Wouter van der Land zegt
Toevoeging bij mijn opmerking hierboven: mijn voorstel zal geen efficiënte manier zijn voor het herkennen van eigennamen. Maar je kunt met zo’n rouwadvertentie- of geboorteadvertentiecorpus (als dat idd beschikbaar is) wel allerlei informatie over de status en herkomst van de naamdragers vinden. Ik kan me ook voorstellen dat streekromanciers bewust of onbewust namen kiezen die ‘streeks’ klinken, zoals vrouwennamen op -ien.
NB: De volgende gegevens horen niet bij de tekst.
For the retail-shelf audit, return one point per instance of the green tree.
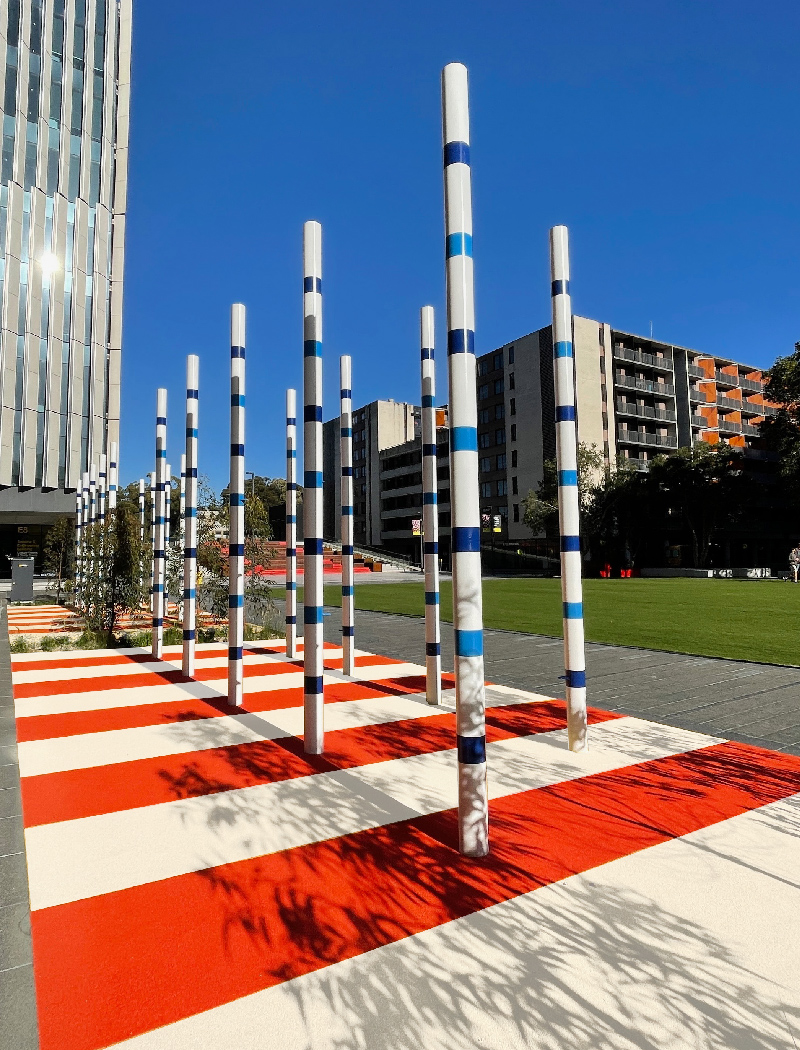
(59, 553)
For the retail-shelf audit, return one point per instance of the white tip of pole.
(237, 324)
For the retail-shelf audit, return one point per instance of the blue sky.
(664, 134)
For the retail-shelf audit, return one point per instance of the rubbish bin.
(22, 579)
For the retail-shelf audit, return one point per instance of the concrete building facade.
(65, 70)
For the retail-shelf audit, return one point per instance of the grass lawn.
(741, 620)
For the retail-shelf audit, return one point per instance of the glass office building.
(65, 86)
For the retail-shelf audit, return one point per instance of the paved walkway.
(754, 702)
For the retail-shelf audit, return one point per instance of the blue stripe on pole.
(461, 341)
(456, 152)
(459, 244)
(468, 643)
(464, 439)
(471, 750)
(576, 679)
(466, 540)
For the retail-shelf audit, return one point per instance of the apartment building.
(376, 426)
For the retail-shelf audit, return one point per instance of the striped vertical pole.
(467, 605)
(190, 516)
(569, 515)
(312, 479)
(345, 425)
(236, 511)
(429, 510)
(161, 512)
(291, 593)
(113, 478)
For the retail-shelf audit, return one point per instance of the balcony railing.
(640, 438)
(644, 384)
(645, 412)
(639, 357)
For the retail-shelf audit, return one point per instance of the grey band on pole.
(465, 532)
(236, 511)
(291, 541)
(569, 507)
(312, 481)
(348, 580)
(190, 517)
(159, 548)
(429, 510)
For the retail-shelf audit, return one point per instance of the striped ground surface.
(197, 882)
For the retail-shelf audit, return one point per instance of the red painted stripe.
(78, 722)
(54, 797)
(112, 967)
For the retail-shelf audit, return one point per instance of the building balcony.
(629, 382)
(640, 438)
(639, 357)
(645, 412)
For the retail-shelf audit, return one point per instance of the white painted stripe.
(620, 956)
(84, 858)
(59, 754)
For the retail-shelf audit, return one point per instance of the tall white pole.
(467, 605)
(160, 518)
(291, 546)
(113, 477)
(348, 578)
(190, 516)
(312, 479)
(569, 511)
(429, 510)
(236, 511)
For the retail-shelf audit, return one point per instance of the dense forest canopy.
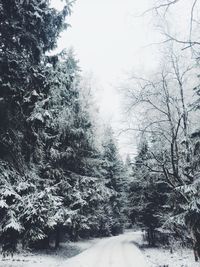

Omgekeerd kan een rouwadvertentie/geboorteadvertentie-corpus misschien beschikbaar worden gesteld aan streekromanciers, zodat zij hun namen realistisch kunnen kiezen.
James Sjaalman zegt
Eigennamen zijn eenvoudig te herkennen aan de Hoofdletter. (Marc vouwt alles naar lowercase, dus dat istie kwijt)
Veder hebben eigennamen in de grammatica vaak de zelfde plaats/rol als [lidwoord+zelfstandig naamwoord]. Maar dan heb je (een beperkte vorm van) PoS-tagging nodig.
Wouter van der Land zegt
@James Sjaalman,
PoS-taging zal niet het probleem zijn, maar met hoofletters als aanvullend criterium krijg je ook geografische namen erbij, zoals in: ‘Wat is Driel toch een heerlijke woonplek.’ Je zult tekstinhoudelijke dingen moeten gebruiken. Mogelijk kun je er op gokken dat een eigennaam bijna altijd een keer in combinatie met ‘zegt’ of ‘zei’ (‘liep’, ‘dacht’, etc.) wordt gebruikt in een roman: ‘Ach wat heerlijk is het toch in Driel, zei Josien.’ Voor de frequentie-hypothese zou dat voldoende kunnen zijn, ook omdat je met grachtengordelromans kunt vergelijken.
Nog een punt: waarschijnlijk speelt de typografische traditie een belangrijke rol. Veel typografen van hogere uitgevers typograferen dialoog met kastlijntjes. Dan hoef je de naam er minder vaak bij te noemen, omdat de rolwisseling uit de opmaak volgt. Je zou dus ook de kastlijntjes aan het begin van regels moeten tellen.